Although Harvey briefly headed a CIA headquarters unit on possible countermeasures to electronic surveillance, he took an extended leave of absence (largely precipitated by his alcoholism and the concurrent fallout from his relationship with Roselli, who had been convicted in an elaborate card-cheating case) throughout much of 1967. He formally retired from the CIA in January 1968. Following a brief law practice in Washington, D.C., Harvey and his family moved to Indianapolis amid fears of ongoing surveillance in 1969. During this period, he curtailed his alcohol use and edited legal decisions for the Bobbs-Merrill Company. In 1975, he testified before the Church Committee on some of the CIA's past operations.

===Assassination of John F. Kennedy===

After the death of former CIA officer and Watergate figure E. Howard Hunt in 2007, Saint John Hunt and David Hunt revealed that their father had recorded several claims about himself and others being involved in a conspiracy to assassinate John F. Kennedy. In the April 5, 2007, issue of Rolling Stone, Saint John Hunt detailed a number of individuals implicated by his father, including Harvey, Lyndon B. Johnson, Cord Meyer, David Sánchez Morales, David Atlee Phillips, Frank Sturgis, and an assassin he termed "French gunman grassy knoll", who many presume was Lucien Sarti.

The two sons alleged that their father excised the information from his memoirs, "American Spy: My Secret History in the CIA, Watergate and Beyond", to avoid possible perjury charges. Hunt's widow and other children told the Los Angeles Times that the two sons took advantage of Hunt's loss of lucidity by coaching and exploiting him for financial gain. The newspaper said it examined the materials offered by the sons to support the story and found them to be "inconclusive." In a podcast with Soledad O'Brien, "Who Killed JFK", Rob Reiner described Harvey and General Charles A. Willoughby as the master planners and tacticians of the Kennedy assassination.

==Personal life==
He married Libby McIntire, the daughter of a lawyer from Maysville, Kentucky, but the marriage ended in divorce in 1954.

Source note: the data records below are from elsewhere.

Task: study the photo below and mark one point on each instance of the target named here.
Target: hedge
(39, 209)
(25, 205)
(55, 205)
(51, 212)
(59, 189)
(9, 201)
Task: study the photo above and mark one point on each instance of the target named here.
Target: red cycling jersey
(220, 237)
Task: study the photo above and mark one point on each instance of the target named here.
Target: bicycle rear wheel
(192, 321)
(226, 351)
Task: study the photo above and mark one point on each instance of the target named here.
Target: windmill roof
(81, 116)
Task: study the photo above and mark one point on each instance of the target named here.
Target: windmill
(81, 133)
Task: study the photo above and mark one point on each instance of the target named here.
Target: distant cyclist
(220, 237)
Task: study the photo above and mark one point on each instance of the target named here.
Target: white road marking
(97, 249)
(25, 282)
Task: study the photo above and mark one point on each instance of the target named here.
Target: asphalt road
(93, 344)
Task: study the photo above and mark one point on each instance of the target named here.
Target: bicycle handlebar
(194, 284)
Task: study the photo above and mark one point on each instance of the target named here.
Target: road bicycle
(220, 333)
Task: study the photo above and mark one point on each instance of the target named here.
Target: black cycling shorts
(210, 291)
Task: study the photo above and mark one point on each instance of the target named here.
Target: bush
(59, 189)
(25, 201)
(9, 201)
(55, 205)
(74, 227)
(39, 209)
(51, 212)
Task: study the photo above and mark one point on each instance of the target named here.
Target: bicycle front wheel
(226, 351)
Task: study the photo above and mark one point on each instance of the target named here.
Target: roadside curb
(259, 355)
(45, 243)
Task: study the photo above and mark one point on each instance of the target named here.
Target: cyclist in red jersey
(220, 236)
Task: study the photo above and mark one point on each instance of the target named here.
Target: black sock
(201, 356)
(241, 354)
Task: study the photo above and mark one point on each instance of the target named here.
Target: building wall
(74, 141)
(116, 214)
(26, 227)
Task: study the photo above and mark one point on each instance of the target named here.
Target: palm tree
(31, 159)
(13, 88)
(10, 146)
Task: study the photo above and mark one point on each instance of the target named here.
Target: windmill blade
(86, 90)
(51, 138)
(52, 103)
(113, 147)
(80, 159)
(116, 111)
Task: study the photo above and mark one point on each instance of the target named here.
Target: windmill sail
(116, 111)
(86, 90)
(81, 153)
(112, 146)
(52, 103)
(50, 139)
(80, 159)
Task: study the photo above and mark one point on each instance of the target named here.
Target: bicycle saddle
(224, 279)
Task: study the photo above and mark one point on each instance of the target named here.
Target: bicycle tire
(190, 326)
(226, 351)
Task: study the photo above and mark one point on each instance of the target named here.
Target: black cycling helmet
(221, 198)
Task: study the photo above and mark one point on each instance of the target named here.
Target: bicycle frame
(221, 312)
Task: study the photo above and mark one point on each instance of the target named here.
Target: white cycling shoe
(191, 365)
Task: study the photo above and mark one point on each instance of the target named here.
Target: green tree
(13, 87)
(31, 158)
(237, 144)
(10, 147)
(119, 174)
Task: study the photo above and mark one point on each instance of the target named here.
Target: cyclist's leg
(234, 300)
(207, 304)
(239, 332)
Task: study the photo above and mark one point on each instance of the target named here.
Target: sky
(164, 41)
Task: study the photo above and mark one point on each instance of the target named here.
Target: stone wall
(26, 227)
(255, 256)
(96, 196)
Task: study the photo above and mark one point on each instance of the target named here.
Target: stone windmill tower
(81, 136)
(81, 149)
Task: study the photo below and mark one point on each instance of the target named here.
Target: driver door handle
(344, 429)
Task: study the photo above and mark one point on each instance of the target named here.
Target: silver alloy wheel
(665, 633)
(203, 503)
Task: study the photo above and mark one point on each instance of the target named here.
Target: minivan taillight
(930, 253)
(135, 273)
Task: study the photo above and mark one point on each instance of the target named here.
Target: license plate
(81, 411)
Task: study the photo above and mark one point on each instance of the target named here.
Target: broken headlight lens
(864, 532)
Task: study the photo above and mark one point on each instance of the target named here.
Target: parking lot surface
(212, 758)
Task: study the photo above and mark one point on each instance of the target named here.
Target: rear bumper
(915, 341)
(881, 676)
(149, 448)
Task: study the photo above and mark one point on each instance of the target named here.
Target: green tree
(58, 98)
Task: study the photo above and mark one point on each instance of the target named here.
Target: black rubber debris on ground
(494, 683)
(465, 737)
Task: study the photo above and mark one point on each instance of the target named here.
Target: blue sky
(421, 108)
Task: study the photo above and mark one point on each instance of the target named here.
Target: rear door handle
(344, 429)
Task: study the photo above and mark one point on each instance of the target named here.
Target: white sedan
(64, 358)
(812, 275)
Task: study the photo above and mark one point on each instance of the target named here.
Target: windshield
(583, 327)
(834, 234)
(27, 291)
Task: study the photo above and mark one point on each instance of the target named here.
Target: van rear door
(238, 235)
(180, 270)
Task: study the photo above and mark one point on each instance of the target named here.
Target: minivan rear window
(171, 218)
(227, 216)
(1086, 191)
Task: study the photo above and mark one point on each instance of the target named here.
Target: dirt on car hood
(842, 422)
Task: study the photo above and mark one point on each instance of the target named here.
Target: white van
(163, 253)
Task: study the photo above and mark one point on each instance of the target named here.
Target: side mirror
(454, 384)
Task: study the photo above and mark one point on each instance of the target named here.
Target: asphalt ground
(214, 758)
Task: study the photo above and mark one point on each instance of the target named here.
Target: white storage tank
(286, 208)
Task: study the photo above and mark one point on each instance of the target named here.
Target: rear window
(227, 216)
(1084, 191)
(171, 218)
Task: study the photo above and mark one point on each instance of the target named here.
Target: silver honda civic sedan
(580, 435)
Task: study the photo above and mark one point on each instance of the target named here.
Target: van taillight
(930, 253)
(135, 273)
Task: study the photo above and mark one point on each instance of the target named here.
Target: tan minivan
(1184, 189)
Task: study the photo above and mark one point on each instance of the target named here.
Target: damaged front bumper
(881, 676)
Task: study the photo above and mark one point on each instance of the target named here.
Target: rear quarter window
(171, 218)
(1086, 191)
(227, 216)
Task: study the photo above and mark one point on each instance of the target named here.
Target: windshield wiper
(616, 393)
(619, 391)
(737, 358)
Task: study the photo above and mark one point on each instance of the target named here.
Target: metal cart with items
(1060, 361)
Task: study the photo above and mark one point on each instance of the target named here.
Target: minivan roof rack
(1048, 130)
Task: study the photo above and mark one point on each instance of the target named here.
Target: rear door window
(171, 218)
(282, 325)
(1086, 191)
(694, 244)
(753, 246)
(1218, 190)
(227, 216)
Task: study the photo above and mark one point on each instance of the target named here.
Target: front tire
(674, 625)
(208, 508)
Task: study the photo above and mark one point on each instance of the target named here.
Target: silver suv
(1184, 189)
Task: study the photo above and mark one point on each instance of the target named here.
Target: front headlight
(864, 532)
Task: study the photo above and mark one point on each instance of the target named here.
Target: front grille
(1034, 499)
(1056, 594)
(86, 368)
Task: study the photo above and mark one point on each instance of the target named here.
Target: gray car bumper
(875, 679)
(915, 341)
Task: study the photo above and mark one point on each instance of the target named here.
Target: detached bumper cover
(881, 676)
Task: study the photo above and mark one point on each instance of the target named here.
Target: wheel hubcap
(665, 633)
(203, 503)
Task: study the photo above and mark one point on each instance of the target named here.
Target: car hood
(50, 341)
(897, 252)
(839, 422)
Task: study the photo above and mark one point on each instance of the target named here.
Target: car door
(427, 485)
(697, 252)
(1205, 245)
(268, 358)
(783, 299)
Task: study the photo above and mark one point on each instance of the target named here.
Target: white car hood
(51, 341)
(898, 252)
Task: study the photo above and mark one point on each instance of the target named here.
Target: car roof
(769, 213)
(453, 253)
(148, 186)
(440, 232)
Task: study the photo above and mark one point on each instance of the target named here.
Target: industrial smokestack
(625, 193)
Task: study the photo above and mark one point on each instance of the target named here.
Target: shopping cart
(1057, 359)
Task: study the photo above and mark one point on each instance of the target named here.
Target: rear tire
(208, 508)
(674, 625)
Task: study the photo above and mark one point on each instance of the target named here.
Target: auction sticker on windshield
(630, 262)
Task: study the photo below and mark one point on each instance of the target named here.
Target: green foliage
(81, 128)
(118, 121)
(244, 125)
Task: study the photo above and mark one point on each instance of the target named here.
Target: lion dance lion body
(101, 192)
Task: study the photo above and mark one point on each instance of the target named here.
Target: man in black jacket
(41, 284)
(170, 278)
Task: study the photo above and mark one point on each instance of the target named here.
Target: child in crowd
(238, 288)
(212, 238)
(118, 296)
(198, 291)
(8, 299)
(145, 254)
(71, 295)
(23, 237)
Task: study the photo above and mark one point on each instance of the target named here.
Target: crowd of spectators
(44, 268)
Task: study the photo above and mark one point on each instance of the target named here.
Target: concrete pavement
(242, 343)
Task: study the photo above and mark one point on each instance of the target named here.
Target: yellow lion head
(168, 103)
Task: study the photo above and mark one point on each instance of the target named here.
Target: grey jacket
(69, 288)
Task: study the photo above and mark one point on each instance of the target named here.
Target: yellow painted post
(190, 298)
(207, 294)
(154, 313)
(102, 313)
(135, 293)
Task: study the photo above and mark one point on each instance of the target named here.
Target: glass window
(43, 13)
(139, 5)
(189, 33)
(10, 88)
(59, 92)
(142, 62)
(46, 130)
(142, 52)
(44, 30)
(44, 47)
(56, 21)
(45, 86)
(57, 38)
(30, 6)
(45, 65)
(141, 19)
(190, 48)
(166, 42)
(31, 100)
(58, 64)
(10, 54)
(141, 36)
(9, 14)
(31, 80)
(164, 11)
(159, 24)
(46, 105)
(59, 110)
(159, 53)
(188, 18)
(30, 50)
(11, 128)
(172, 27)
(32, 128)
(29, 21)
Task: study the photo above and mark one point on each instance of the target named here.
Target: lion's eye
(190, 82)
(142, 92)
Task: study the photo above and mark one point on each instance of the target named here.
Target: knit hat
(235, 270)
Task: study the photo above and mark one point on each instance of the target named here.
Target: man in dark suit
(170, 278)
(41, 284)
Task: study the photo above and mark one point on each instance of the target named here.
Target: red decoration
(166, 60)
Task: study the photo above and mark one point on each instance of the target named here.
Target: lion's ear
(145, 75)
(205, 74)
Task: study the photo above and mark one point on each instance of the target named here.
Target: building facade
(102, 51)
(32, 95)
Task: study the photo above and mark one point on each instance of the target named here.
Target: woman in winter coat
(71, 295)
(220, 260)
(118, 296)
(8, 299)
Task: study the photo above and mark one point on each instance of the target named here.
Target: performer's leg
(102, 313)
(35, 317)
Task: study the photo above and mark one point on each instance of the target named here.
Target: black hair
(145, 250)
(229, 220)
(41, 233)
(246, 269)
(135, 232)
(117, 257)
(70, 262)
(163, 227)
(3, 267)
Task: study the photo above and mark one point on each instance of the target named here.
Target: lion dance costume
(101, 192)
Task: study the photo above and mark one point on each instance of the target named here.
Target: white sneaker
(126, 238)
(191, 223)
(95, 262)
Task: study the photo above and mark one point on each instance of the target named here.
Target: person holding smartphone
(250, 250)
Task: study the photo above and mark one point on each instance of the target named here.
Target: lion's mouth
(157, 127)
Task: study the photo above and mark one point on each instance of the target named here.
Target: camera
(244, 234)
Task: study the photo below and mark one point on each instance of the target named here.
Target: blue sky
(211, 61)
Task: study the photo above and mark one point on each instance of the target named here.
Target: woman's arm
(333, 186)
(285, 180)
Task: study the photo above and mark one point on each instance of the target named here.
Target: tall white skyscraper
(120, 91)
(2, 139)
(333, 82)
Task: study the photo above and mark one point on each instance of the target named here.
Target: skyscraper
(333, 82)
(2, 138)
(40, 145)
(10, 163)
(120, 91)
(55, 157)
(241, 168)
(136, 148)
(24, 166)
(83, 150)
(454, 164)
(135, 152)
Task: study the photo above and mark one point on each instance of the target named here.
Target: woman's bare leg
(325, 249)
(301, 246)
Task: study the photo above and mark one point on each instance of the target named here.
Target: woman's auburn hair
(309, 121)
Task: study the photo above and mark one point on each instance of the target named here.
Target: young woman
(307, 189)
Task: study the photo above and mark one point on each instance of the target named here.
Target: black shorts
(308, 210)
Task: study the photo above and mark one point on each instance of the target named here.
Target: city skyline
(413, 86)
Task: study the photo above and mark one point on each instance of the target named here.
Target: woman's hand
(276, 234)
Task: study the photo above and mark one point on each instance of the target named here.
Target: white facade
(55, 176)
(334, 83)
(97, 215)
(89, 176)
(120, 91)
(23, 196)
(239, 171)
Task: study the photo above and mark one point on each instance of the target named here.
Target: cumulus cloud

Immediately thereafter, he married Clara Grace "CG" Follick, a former CIA personnel officer who was the first woman to attain the rank of major in the United States Army. From 1960 to 1969, Harvey and his family, including a son from his first marriage and a daughter adopted by Harvey and Follick during his German assignment, lived in Chevy Chase Village, Maryland.

==Death==
Harvey died in Indianapolis on June 9, 1976, from a heart attack, at the age of 60. Many files related to Harvey do not survive. According to his wife, after he died their home was broken into twice, which she attributed to Harvey's CIA colleagues. However, she had already burned the files he had left behind, as he had instructed her to do. Additionally, after the JFK Records Act was passed in 1992, the Assassination Records Review Board (ARRB) which was set up in accordance with the act, sought out Harvey's Cuban "operational diaries". It discovered that after the CIA Inspector General report of 1967 on plots to kill Castro, the director of the CIA, Dick Helms, ordered all files on which the report was based to be destroyed. The ARRB believes Harvey's diaries may have been destroyed as a consequence of this order.